Reputation: 799
I am trying to split up a text file into words, with \n
being counted as a word.
My input is this text file:
War and Peace
by Leo Tolstoy/Tolstoi
And I want a list output like this:
['War','and','Peace','\n','\n','by','Leo','Tolstoy/Tolstoi']
Using .split()
I get this:
['War', 'and', 'Peace\n\nby', 'Leo', 'Tolstoy/Tolstoi']
So I started writing a program to put the \n as a separate entry after the word, code following:
for oldword in text:
counter = 0
newword = oldword
while "\n" in newword:
newword = newword.replace("\n","",1)
counter += 1
text[text.index(oldword)] = newword
while counter > 0:
text.insert(text.index(newword)+1, "\n")
counter -= 1
However, the program seems to hang on the line counter -= 1
, and I can't for the life of me figure out why.
NOTE: I realise that were this to work, the result would be ['Peaceby',"\n","\n"]; that is a different problem to be solved later.
Upvotes: 4
Views: 7588
Reputation: 30258
As you are reading a file you can handle things line by line which allows you split a line at a time handling the newlines appropriately:
>>> [word for line in inputFile for word in line.rstrip('\n').split() + ['\n']]
['War', 'and', 'Peace', '\n', '\n', 'by', 'Leo', 'Tolstoy/Tolstoi', '\n']
The simple breakdown:
for line in inputFile
: For each line in the inputFilefor word in line.rstrip('\n').split() + ['\n']

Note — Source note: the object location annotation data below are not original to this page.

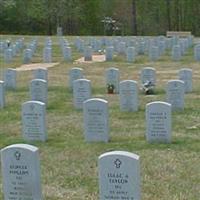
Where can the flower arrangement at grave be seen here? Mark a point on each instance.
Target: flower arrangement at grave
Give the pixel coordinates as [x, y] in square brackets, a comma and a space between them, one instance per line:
[110, 88]
[148, 87]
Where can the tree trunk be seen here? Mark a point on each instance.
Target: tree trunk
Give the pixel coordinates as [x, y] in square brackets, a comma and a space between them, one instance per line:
[134, 17]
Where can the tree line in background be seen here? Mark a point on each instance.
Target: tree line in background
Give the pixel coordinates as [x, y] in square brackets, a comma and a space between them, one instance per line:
[85, 17]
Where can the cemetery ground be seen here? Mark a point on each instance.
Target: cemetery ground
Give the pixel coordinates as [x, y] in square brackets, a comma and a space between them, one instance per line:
[69, 165]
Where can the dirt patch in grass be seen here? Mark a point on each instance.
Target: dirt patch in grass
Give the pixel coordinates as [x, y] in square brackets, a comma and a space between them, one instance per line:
[27, 67]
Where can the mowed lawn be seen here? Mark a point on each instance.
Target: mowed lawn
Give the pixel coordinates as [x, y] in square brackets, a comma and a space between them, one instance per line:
[69, 168]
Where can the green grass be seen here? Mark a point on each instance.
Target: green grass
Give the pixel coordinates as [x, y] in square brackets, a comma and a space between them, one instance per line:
[69, 165]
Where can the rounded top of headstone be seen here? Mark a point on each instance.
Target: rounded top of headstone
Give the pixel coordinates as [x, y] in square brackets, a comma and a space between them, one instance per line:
[186, 69]
[81, 80]
[76, 68]
[96, 100]
[120, 153]
[128, 81]
[158, 103]
[38, 80]
[112, 68]
[175, 81]
[21, 146]
[33, 102]
[148, 68]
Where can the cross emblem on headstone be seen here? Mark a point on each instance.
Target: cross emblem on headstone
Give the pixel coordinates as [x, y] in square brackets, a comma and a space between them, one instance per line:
[17, 155]
[117, 163]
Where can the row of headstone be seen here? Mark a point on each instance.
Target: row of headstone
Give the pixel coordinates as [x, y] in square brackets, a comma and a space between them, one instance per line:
[153, 47]
[119, 174]
[66, 49]
[10, 77]
[29, 51]
[96, 121]
[147, 76]
[47, 51]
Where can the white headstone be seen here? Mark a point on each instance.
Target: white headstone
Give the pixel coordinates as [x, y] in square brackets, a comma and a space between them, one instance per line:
[185, 75]
[34, 121]
[38, 90]
[96, 125]
[88, 53]
[158, 122]
[176, 53]
[67, 53]
[175, 94]
[119, 176]
[2, 94]
[197, 52]
[8, 55]
[47, 54]
[41, 73]
[128, 91]
[112, 80]
[27, 56]
[74, 74]
[148, 74]
[21, 172]
[59, 31]
[154, 53]
[109, 53]
[122, 48]
[81, 92]
[10, 78]
[131, 54]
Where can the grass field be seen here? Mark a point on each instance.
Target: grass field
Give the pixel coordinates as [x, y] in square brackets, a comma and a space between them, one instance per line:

: Strip off the newline and split the line adding the new line back on as a separate elementAs noted if you use split()
with no separator then you don't actually need the rstrip('\n')
.
You could use these exact expressions as a loop instead of a list comprehension:
result = []
for line in inputFile:
for word in line.rstrip('\n').split():
result.append(word)
result.append('\n')
print(result)
Which gives the sames output:
['War', 'and', 'Peace', '\n', '\n', 'by', 'Leo', 'Tolstoy/Tolstoi', '\n']
Upvotes: 0
Reputation: 85422
This yet another variation:
with open('data.txt') as fobj:
for line in fobj:
words.extend(line.split())
words.append('\n')
It splits for words at all spaces including tabs.
Upvotes: 0
Reputation: 107287
You don't need such complicated way, You can simply use regex and re.findall()
to find all the words and new lines:
>>> s="""War and Peace
...
... by Leo Tolstoy/Tolstoi"""
>>>
>>> re.findall(r'\S+|\n',s)
['War', 'and', 'Peace', '\n', '\n', 'by', 'Leo', 'Tolstoy/Tolstoi']
'\S+|\n'
will match all the combinations of none whitespace character with length 1 or more (\S+
) or new line (\n
).
If you want to get the text from a file you can do the following:
with open('file_name') as f:
re.findall(r'\S+|\n',f.read())
Read more about regular expressions http://www.regular-expressions.info/
Upvotes: 7
Reputation: 6360
In order to get rid of both \n
characters and split by spaces successfully to get each index of the list being a different word, you can first replace the values of \n\n
with a single space...string.replace('\n\n', ' ')
and equate it to a new string, then split by spaces...newString.split(' ')
Upvotes: 0